WASHINGTON — President Obama announced Tuesday that his administration will begin developing the next phase of tighter fuel efficiency standards for medium and heavy-duty vehicles.
The announcement, which Obama made at a distribution center for the grocery chain Safeway in Upper Marlboro, Md., follows his State of the Union pledge last month to set new fuel standards for trucks "so we can keep driving down oil and imports and what we pay at the pump."
The president ordered the Environmental Protection Agency and Transportation Department's National Highway Traffic Safety Administration to develop and issue new fuel-efficiency and greenhouse gas standards by March 31, 2016.
"The goal we are setting is ambitious," Obama said of his plans to set new fuel standards. "But these are areas where ambition has worked out really well for us so far."
Although heavy-duty vehicles account for just 4% of registered vehicles on the road in the USA, they account for approximately 25% of road-fuel use and greenhouse gas emissions coming from the transportation sector.
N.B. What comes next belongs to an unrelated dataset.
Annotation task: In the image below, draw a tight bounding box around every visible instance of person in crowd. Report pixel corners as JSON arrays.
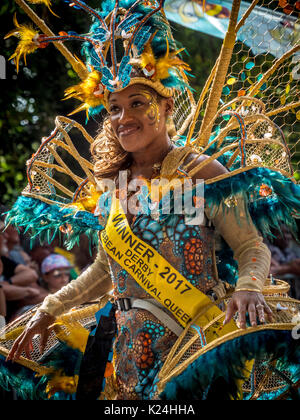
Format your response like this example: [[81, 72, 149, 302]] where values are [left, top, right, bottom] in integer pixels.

From a previous round of bolstering fuel standards, which were finalized by the Obama administration in 2011, the White House projects the country will save about 530 million barrels of oil — more than what is imported annually from Saudi Arabia — and reduce greenhouse gas emissions by 270 million metric tons.
The president also previously issued new standards that double fuel efficiency in light vehicles and trucks by 2025. The light-vehicle standards are eventually projected to reduce fuel consumption by 2.2 million barrels per day.
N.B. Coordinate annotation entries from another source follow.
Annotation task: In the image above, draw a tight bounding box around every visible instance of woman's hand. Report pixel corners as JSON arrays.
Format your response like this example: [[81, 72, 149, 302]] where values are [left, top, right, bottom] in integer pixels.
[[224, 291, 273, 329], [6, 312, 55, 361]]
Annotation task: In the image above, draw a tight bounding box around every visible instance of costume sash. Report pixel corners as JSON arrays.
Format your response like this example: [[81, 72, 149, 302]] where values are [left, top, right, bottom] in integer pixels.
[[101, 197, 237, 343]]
Obama's 2011 directive on heavy-duty vehicles impacted new models from 2014 to 2018. According to those standards, manufacturers of big rigs and semi trucks were required to achieve a 20% reduction in fuel consumption and greenhouse emissions, heavy-duty pickup trucks and vans were required to achieve a 15% reduction, and delivery trucks, buses and garbage trucks were required to achieve a 10% reduction. The administration touts the first round standards will save vehicle owners and operators $50 billion in fuel costs.
In the administration's past push for bolstering fuel efficiency standards for passenger and heavy-duty vehicles, manufacturers had expressed some resistance to Washington dictating costly improvements. But as the administration has made reducing fuel consumption a top priority, the manufacturers have sought to have a greater voice in shaping the rules.
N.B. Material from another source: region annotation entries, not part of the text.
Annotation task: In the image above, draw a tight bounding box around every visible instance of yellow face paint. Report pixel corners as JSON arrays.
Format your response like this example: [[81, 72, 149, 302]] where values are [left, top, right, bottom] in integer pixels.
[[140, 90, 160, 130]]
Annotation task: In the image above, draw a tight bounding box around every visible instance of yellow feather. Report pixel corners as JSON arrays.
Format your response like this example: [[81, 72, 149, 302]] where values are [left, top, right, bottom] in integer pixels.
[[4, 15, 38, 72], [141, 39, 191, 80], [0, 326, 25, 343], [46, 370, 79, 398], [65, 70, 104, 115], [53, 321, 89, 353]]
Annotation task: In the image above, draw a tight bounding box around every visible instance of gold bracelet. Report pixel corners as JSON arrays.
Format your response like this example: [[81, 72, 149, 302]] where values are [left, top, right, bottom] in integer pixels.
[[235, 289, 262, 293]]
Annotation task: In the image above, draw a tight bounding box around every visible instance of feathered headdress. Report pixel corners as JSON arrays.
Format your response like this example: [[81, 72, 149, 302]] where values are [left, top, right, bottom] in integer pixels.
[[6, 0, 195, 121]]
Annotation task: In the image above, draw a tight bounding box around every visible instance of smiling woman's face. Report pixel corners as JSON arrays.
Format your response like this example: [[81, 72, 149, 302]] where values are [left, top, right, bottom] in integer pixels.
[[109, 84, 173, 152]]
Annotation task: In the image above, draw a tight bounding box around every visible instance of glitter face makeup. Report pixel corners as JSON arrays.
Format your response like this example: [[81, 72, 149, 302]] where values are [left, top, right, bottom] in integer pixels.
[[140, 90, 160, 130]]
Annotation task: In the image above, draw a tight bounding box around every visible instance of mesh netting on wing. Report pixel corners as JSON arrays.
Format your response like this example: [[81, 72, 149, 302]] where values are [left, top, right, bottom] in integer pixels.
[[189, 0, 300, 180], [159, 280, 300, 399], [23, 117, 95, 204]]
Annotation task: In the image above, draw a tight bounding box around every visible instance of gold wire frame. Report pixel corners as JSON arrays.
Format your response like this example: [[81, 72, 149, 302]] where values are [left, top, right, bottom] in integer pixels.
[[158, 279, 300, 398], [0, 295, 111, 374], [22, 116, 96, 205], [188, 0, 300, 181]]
"Every time someone says you can't grow the economy while bringing down pollution, it turns out they've been wrong," Obama said. "Anybody who says we can't compete when it comes to clean energy technologies — like solar and wind — they've had to eat those words."
The administration is offering tax credits to manufacturers of heavy-duty alternative fuel vehicles as well as to companies that are building infrastructure, so vehicles that running on alternative fuels have places to fill up.
The Heavy Duty Fuel Efficiency Leadership Group, an alliance of trucking companies, said in a statement that as Obama considers the next phase of fuel standards "it is important to ensure flexibility and provide incentives as key attributes of any regulations going forward" to their industry as well.
Obama also is calling for Congress to end subsidies to oil and gas companies and create an Energy Security Trust Fund to fund research and development for advanced vehicle technologies.
The White House picked the Safeway distribution center because the grocery chain —which has participated in an EPA-led initiative — has made big strides improving the efficiency of its trucking fleet.
Obama took a moment at the beginning of his remarks to mention his "soft spot" for the grocery chain, recalling how his grandmother would send him to his local Safeway in Hawaii.
The president also praised Safeway for being an early leader on the issue of fuel efficiency by improving the aerodynamics of its trucks, investing in larger trailers and more efficient tires in its fleet.